Import AI 358: The US Government’s biggest AI training run; hacking LLMs by hacking GPUs; chickens versus transformers

How small will the most widely-used LLM be in 2025?

Jan 29, 2024

Welcome to Import AI, a newsletter about AI research. Import AI runs on lattes, ramen, and feedback from readers. If you’d like to support this (and comment on posts!) please subscribe.

Hackers can read your LLM outputs:
…Trail of Bits study identifies some GPU vulnerabilities…
Security firm Trail of Bits has looked at how secure LLM sessions running on GPUs are and found that for some GPUs it’s possible for a hacker to be able to read the outputs of an LLM running on that hardware. As of mid-January, the attack worked on some AMD systems and may work on some Apple and Qualcomm systems; NVIDIA and ARM seem to not be vulnerable.

What they did: The attack, called LeftOverLocals, “impacts the security posture of GPU applications as a whole, with particular significance to LLMs and ML models,” according to Trail of Bits. It works by “recovering local memory… we were able to build a PoC where an attacker can listen into another user’s interactive LLM session (e.g., llama.cpp) across process or container boundaries”.

How the attack works at a high level: “The attacker only requires the ability to run GPU compute applications, e.g., through OpenCL, Vulkan, or Metal,” Trail of Bits writes. “Using these, the attacker can read data that the victim has left in the GPU local memory simply by writing a GPU kernel that dumps uninitialized local memory.
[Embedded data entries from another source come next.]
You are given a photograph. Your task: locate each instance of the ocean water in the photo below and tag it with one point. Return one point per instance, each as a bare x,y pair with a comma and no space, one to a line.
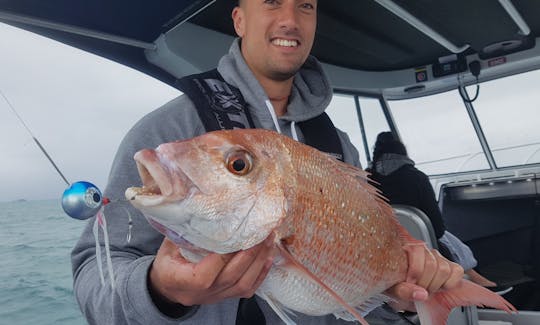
36,238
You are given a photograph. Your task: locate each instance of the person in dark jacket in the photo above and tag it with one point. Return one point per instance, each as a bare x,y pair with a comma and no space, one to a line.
394,173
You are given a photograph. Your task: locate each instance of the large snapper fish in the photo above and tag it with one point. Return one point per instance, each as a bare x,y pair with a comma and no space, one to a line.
340,245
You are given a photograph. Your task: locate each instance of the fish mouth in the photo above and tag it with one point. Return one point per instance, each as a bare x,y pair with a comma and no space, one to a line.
160,182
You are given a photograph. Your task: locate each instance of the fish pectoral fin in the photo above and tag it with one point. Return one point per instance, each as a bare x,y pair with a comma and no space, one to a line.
285,253
279,309
437,307
365,308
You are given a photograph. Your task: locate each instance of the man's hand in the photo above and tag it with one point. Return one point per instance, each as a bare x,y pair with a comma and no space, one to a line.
214,278
428,272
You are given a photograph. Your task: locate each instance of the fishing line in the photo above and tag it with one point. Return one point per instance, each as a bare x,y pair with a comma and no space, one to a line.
34,138
83,200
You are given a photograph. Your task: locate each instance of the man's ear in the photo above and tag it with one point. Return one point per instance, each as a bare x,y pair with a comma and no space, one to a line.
238,21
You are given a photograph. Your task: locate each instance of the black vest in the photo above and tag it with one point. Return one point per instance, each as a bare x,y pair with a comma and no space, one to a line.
221,106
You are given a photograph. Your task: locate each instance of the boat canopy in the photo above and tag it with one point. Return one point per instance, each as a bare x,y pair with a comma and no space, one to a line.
372,46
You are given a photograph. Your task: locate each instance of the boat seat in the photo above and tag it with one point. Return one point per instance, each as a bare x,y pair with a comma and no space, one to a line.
420,227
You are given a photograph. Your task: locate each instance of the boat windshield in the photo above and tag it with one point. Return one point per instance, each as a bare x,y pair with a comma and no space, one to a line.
439,131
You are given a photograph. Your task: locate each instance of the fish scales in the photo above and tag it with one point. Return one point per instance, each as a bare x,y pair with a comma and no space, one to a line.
339,242
326,220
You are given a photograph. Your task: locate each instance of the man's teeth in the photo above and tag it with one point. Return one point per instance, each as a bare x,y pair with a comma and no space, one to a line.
287,43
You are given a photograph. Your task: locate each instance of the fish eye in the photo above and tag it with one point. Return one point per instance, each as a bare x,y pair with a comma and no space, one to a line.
239,162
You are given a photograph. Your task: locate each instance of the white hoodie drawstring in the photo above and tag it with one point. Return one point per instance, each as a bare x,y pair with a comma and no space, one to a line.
276,123
273,113
293,130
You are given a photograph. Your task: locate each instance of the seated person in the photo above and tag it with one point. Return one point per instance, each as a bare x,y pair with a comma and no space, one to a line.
393,172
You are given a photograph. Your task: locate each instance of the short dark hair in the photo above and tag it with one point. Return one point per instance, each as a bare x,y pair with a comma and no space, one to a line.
387,142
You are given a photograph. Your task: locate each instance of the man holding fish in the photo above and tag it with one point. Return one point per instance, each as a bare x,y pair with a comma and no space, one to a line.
282,87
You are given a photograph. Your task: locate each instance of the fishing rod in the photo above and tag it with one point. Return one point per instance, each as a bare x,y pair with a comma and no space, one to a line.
81,200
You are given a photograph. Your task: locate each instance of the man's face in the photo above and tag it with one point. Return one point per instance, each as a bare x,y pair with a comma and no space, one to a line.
277,36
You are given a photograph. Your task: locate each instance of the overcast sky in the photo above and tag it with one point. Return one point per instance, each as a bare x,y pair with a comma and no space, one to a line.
77,105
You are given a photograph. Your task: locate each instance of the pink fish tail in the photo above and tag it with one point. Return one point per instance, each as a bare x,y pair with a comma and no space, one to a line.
436,309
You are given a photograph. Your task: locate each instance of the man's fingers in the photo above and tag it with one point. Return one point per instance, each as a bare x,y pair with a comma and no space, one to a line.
405,291
442,274
431,266
416,258
456,275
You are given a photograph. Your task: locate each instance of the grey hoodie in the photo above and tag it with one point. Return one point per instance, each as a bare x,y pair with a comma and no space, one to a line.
130,303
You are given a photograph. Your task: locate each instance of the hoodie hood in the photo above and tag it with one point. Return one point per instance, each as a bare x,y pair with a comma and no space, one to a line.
310,95
390,162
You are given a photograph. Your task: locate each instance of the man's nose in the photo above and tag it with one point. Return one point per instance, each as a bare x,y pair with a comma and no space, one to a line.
289,15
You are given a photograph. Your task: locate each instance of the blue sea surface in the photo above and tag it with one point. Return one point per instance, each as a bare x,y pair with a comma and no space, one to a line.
36,238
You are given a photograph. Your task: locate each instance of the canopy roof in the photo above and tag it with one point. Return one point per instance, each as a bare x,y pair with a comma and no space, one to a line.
367,35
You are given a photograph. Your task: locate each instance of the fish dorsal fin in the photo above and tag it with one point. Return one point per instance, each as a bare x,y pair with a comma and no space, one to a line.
281,311
285,253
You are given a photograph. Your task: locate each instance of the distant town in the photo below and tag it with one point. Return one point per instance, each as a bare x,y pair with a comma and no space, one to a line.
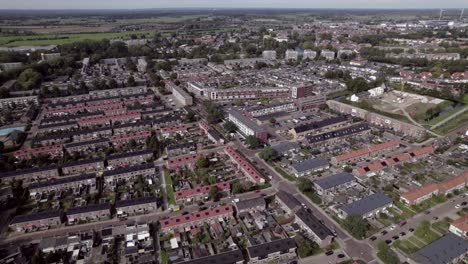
234,137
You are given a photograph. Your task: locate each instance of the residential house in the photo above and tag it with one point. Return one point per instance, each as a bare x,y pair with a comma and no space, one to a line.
366,207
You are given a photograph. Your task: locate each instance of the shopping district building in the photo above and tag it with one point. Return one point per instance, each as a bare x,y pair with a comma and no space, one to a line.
160,166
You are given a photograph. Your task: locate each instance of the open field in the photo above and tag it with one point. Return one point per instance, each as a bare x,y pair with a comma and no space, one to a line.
86,25
59,39
453,124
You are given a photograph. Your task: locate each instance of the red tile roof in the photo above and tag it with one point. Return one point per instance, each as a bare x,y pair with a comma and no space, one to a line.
196,216
36,151
245,165
416,193
182,160
130,136
201,190
461,223
367,150
380,164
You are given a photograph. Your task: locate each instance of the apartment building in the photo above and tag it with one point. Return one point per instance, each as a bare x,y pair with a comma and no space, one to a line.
310,166
129,158
190,220
316,127
364,153
34,221
277,251
314,228
28,175
247,126
65,183
136,206
258,111
366,207
331,184
82,166
181,96
201,192
129,173
52,151
245,166
88,213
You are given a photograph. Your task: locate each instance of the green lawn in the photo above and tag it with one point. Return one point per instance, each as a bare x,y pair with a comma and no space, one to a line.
59,39
416,241
284,174
453,124
445,115
442,226
405,246
169,189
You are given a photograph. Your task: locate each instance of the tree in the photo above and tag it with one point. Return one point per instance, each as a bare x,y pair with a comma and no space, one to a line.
305,247
131,81
268,154
230,127
237,187
213,193
201,162
112,83
386,254
252,142
357,85
304,185
29,79
356,226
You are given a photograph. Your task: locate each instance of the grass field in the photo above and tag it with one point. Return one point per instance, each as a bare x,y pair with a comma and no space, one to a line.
169,189
59,39
453,124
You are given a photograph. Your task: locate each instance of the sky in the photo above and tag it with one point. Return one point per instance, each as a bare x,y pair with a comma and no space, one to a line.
139,4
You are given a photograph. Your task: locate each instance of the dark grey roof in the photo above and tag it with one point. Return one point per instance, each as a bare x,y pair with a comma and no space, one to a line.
280,245
334,180
64,123
36,216
367,204
27,171
314,224
310,164
443,250
129,169
320,124
247,121
181,146
338,133
129,154
58,181
229,257
87,208
288,199
251,203
81,162
213,133
89,142
286,146
136,201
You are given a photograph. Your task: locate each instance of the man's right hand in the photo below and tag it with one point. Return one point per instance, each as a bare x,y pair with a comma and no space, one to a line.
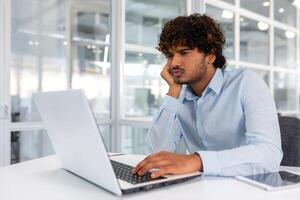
174,88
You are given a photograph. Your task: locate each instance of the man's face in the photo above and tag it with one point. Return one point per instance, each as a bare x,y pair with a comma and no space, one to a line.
187,66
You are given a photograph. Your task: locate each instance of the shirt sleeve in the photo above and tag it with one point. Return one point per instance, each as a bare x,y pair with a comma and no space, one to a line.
261,151
164,133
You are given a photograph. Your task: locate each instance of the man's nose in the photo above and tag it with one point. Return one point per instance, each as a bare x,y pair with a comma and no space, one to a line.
176,60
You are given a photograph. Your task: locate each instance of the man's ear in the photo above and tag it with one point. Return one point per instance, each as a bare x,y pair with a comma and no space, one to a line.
211,58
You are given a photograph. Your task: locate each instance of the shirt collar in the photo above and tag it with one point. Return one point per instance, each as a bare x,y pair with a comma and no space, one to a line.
215,85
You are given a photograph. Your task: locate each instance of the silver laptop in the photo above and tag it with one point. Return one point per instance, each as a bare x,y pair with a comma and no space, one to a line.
78,144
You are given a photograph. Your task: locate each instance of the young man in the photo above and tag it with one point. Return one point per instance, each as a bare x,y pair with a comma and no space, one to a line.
227,119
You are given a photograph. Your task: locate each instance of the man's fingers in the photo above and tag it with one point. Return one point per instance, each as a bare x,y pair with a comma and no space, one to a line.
152,165
163,171
150,159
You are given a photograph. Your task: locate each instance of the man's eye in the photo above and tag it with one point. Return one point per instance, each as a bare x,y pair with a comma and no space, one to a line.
169,55
183,53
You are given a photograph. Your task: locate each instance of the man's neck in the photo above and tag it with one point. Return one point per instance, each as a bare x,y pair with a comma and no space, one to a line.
201,85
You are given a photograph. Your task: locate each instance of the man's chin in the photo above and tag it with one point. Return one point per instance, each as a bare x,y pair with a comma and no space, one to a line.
179,81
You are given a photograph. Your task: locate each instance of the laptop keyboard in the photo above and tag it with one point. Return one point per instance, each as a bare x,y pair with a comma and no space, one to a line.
124,172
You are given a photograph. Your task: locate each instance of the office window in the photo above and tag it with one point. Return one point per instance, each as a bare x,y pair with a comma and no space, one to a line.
264,74
261,7
254,41
285,91
38,53
285,48
105,131
90,63
285,12
144,88
226,20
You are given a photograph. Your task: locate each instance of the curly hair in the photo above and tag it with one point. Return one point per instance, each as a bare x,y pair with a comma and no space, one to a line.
194,31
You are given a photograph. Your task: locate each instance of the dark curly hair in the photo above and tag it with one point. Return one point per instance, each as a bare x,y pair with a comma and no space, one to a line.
194,31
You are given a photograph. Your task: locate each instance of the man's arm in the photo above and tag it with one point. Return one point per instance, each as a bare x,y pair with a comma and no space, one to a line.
261,152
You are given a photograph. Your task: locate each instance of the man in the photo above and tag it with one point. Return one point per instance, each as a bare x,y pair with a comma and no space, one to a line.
227,119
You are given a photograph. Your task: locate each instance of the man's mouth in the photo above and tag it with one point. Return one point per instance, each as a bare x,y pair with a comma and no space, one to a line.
176,72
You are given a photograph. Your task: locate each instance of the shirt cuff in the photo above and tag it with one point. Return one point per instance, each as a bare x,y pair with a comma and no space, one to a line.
210,163
170,103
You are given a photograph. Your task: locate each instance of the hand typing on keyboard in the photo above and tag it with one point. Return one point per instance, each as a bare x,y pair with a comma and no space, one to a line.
168,163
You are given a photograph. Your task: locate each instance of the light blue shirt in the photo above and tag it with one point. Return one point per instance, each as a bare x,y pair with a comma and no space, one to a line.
233,126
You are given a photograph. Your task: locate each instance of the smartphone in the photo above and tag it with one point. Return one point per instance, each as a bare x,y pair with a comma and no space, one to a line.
272,181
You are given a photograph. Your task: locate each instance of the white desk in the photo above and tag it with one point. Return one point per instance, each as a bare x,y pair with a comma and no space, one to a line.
43,179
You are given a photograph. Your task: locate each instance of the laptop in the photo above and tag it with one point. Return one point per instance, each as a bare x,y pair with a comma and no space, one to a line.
75,137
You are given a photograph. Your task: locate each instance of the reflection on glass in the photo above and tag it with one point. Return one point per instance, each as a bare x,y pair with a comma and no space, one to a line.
254,41
28,145
228,1
106,136
285,48
285,12
144,86
261,7
38,53
285,91
264,74
226,20
93,25
91,65
144,19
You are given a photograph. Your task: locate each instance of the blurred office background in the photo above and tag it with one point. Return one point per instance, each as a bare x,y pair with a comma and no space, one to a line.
107,48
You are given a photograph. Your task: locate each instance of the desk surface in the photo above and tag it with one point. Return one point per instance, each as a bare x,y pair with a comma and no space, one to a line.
44,179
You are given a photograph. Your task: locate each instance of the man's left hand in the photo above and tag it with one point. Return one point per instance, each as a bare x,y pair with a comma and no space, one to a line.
169,163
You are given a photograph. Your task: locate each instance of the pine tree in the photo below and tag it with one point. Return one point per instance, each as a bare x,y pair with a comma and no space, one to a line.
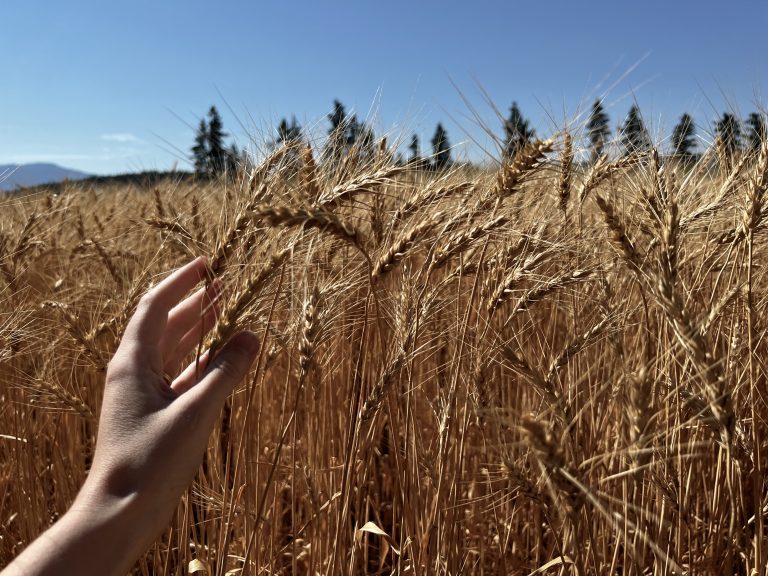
200,149
517,132
360,136
337,134
234,160
598,129
728,131
757,131
684,138
415,157
288,133
634,135
441,148
217,153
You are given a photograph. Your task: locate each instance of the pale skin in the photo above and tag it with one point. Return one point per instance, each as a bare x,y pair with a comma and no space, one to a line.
154,426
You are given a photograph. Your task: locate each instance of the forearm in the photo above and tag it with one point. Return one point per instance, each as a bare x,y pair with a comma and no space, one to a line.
96,536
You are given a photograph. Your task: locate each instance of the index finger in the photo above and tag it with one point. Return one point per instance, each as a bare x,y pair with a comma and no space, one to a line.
148,323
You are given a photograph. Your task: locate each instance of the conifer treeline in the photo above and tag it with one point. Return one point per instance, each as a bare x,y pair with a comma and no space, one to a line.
211,157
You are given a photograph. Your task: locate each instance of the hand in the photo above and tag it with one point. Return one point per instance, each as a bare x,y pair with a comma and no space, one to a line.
153,431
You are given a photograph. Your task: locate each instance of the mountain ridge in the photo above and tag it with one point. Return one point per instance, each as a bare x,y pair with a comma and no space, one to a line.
13,176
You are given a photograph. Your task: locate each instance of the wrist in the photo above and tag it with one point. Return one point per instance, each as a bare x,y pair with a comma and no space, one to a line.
98,535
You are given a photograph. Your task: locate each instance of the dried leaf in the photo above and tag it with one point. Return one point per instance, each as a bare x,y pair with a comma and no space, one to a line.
197,566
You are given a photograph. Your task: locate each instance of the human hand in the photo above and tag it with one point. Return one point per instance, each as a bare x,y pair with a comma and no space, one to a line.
154,427
153,430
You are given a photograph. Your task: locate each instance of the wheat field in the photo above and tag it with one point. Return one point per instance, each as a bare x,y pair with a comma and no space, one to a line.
539,368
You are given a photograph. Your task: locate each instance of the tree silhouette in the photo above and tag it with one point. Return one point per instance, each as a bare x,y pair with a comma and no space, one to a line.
441,148
360,137
684,138
415,156
757,131
210,155
337,137
634,135
200,149
598,129
517,132
217,152
728,132
288,133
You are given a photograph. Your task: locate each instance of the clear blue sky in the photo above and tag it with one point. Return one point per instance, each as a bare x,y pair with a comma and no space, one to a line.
111,87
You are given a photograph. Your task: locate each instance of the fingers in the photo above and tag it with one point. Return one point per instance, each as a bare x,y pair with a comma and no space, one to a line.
148,324
221,375
188,323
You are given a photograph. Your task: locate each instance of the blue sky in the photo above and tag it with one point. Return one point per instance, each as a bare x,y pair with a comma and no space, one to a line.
110,87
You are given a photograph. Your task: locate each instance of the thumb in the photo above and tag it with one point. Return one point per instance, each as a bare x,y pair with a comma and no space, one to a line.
225,372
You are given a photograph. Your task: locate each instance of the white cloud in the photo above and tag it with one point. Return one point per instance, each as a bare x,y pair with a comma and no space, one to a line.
121,137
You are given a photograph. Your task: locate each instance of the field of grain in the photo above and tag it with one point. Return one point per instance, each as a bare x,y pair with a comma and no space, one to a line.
539,368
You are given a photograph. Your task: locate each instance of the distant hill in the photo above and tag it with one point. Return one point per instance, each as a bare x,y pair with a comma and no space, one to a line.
13,176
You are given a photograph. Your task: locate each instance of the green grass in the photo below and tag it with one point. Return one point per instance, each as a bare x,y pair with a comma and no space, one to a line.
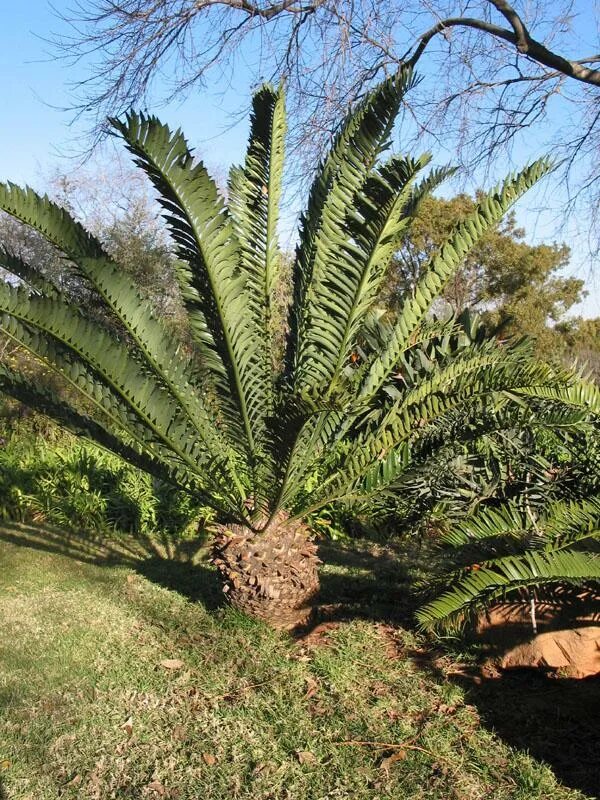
89,710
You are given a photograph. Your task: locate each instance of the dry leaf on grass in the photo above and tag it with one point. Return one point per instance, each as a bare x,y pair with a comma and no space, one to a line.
180,733
158,788
171,663
306,757
389,761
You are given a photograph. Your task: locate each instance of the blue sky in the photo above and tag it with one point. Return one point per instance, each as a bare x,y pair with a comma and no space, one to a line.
37,135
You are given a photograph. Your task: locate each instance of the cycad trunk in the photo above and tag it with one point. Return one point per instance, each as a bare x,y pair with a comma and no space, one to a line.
273,574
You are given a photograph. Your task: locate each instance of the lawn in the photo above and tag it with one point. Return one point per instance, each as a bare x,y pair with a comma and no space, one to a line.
123,676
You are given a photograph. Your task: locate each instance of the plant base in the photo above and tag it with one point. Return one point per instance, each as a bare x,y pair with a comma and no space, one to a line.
272,575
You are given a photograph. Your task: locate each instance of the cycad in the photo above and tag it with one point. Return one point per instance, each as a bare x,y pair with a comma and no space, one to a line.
510,550
243,430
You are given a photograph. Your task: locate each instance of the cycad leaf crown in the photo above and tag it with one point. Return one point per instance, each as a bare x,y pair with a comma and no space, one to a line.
251,433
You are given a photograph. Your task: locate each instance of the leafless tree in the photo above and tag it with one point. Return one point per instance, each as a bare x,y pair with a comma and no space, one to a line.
491,72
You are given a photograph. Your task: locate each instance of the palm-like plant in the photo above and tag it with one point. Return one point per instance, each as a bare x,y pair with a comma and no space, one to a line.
509,551
245,431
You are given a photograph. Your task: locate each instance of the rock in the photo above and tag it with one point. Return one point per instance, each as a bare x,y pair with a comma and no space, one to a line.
575,652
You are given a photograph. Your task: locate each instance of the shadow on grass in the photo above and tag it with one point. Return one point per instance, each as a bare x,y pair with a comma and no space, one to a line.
553,719
172,565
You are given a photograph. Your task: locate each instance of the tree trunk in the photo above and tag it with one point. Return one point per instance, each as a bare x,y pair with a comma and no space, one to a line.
271,575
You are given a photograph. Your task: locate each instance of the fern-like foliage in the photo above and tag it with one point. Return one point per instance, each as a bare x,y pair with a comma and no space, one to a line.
509,549
251,433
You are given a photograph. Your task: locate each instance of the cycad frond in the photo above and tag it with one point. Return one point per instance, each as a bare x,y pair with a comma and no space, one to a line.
495,580
254,198
443,265
328,268
553,553
212,283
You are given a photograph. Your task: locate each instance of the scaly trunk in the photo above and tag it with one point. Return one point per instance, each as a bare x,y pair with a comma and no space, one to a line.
272,574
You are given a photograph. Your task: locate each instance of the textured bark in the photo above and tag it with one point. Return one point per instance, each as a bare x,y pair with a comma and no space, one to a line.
271,575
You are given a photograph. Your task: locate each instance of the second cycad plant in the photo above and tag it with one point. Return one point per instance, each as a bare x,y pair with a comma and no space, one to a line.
263,440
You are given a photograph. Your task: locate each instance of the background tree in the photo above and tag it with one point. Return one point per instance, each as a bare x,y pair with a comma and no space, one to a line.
261,442
511,283
491,70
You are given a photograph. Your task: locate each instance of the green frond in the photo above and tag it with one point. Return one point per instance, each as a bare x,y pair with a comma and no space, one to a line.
254,198
47,402
110,361
212,283
497,579
443,265
326,255
28,273
156,347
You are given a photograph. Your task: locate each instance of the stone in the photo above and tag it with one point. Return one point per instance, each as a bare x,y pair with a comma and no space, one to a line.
574,652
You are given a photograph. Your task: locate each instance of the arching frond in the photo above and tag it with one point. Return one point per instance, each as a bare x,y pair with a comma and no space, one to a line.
326,256
212,282
443,265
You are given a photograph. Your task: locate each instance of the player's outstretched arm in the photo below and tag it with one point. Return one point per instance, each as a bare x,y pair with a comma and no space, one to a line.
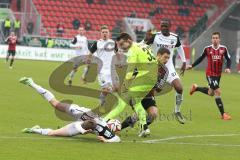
115,139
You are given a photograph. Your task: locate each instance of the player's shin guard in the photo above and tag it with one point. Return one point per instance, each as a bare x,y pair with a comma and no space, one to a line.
85,71
42,131
45,93
102,98
219,104
129,121
11,62
117,110
202,89
179,99
141,115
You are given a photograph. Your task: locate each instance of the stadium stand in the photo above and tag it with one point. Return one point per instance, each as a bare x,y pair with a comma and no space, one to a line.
54,11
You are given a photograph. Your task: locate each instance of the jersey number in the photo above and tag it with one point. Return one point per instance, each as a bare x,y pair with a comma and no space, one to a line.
150,58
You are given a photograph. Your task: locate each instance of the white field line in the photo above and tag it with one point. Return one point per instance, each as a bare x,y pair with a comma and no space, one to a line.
160,141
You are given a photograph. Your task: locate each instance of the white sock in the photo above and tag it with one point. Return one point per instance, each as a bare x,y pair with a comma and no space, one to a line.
42,131
102,98
71,75
179,99
45,93
85,71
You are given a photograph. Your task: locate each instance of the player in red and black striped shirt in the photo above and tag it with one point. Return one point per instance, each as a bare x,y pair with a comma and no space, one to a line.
215,54
12,42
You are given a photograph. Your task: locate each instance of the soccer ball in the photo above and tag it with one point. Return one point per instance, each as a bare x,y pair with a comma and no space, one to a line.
114,125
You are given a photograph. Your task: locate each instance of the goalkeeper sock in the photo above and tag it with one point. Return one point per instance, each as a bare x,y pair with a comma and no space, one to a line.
71,75
202,89
141,115
45,93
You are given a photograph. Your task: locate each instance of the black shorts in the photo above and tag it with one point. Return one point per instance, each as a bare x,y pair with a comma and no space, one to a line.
148,101
214,82
11,53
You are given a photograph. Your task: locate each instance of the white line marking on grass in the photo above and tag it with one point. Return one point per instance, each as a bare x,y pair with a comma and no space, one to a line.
159,141
201,144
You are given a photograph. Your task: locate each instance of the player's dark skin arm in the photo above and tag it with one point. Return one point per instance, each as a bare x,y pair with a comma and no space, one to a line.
199,60
229,62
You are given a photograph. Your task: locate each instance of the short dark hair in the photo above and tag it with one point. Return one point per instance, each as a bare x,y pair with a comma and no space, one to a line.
124,36
104,27
216,33
166,20
163,50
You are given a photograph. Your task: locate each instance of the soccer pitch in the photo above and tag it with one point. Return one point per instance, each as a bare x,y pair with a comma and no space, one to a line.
204,136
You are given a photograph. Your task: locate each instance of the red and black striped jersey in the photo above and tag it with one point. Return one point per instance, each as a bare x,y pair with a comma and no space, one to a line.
215,59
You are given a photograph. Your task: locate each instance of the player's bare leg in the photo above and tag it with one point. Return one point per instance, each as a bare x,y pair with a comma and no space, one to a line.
11,62
216,93
85,72
218,100
71,75
69,130
179,98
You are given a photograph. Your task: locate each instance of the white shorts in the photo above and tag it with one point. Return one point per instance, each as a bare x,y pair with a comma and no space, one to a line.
74,128
108,80
172,74
80,113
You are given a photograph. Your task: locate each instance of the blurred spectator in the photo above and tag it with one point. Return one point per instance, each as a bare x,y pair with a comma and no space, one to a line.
17,27
88,25
90,1
180,2
180,31
19,5
76,24
238,59
154,11
133,14
102,1
190,3
116,31
50,43
60,29
30,27
183,11
35,42
158,10
7,27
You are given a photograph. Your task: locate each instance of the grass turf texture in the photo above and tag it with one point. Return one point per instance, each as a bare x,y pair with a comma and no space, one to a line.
22,107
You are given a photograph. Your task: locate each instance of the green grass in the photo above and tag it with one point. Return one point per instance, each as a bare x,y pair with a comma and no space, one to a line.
22,107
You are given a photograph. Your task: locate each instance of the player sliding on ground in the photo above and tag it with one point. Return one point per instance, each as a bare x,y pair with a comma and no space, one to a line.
214,54
86,120
149,103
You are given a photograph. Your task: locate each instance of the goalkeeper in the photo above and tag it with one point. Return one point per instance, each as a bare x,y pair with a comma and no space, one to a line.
140,77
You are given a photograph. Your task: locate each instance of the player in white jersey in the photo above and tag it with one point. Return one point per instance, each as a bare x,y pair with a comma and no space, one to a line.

These attack programs, as our code demonstrates, can be less than 10 lines of code. Implementing these attacks is thus not difficult and is accessible to amateur programmers… given the lack of comprehensive patches across impacted GPU vendors, LeftoverLocals can be defended by modifying the source code of all GPU kernels that use local memory.”

Why this matters - AI is a new type of software and we’ve underestimated its insecurity: AI isn’t just a model, it’s a whole stack of stuff that you bring onto any system running AI. That means AI is a new part of the software stack and like any complex collection of software, it has vulnerabilities. “Generally, the introduction of ML poses new attack surfaces that traditional threat models do not account for, and that can lead to implicit and explicit access to data, model parameters, or resulting outputs, increasing the overall attack surface of the system,” Trail of Bits writes.
   Read more: LeftoverLocals: Listening to LLM responses through leaked GPU local memory (Trail of Bits blog).
   Check out the CVE here: CVE-2023-4969.

***

UK cyber spies: AI is useful for cyberattacks and will get more useful:
…AI will also make criminals smarter, same as everyone else…
The UK’s National Cyber Security Centre (NCSC) has produced a threat report on the impact of AI on cybersecurity and the results are roughly what you’d expect - the proliferation of AI systems will generally increase cyber threats and make a bunch of cyber capabilities cheaper. The NCSC is a government organization which brings together experts from the UK’s NSA (GCHQ), as well as other parts of government tasked with cyber defense and threat intelligence.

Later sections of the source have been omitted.